O setor de shoppings, que representa cerca de R$ 200 bilhões por ano em movimentação econômica no Brasil, segundo a Abrasce (Associação Brasileira de Shopping Centers), depende da frequência de visitantes e da combinação entre varejo e serviços de alimentação e lazer para manter faturamento. A adaptação ao comportamento de consumo por geração pode impactar diretamente receitas e lucro líquido das redes de varejo.

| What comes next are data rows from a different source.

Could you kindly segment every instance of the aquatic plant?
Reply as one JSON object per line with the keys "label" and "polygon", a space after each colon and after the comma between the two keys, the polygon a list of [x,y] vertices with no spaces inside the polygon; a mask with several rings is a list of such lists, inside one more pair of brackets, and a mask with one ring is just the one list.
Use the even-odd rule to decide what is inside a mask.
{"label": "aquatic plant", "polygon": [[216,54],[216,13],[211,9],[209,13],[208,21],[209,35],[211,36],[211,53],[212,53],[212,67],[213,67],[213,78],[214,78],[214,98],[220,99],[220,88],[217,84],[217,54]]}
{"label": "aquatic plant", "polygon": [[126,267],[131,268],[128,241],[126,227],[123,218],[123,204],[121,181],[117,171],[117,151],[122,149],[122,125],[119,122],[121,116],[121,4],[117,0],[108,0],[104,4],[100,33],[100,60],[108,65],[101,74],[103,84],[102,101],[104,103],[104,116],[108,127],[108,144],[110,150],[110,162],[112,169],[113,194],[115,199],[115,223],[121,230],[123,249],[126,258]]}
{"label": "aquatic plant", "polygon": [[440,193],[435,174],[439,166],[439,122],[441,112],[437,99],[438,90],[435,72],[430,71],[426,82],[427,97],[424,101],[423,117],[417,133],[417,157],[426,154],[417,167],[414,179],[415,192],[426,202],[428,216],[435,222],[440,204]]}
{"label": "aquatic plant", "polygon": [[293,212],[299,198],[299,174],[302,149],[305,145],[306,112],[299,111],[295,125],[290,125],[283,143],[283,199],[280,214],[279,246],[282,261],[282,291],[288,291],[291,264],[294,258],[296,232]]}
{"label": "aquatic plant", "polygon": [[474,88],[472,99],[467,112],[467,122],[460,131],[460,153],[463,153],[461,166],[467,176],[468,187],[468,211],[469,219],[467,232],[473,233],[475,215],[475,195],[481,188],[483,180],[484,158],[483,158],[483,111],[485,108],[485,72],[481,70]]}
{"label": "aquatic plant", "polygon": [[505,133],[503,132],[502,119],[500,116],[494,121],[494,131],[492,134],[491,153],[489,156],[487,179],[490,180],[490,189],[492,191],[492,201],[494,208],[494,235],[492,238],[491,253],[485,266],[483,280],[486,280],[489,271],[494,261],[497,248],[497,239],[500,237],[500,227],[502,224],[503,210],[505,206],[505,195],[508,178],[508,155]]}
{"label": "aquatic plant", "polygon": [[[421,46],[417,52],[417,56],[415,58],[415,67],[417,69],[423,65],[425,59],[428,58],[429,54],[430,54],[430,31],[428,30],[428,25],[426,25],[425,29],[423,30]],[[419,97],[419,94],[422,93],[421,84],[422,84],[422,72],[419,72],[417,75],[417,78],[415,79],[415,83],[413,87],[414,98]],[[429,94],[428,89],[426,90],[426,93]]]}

Além disso, a preferência por determinadas marcas influencia o mix de lojas dentro dos centros comerciais, impactando decisões de locação e campanhas promocionais. Um shopping com maior presença de marcas valorizadas pelos consumidores mais jovens tende a ter maior engajamento digital e vendas de produtos de ticket médio mais elevado, refletindo diretamente na arrecadação de impostos e tributos.
Conclusões da pesquisa
O estudo demonstra que para o varejo físico em shoppings, entender os hábitos de consumo por geração é crucial para maximizar resultados econômicos e ajustar estratégias de marketing e atendimento. Embora a renda tenha papel secundário na escolha de canais e marcas, ela ainda influencia decisões de compra de produtos de luxo ou de alto valor agregado, como roupas da Zara e artigos de decoração premium.
Com essas informações, varejistas e administradores de shoppings podem planejar melhor mix de lojas, promoções e campanhas de engajamento, direcionando recursos para o público-alvo correto e otimizando o retorno financeiro.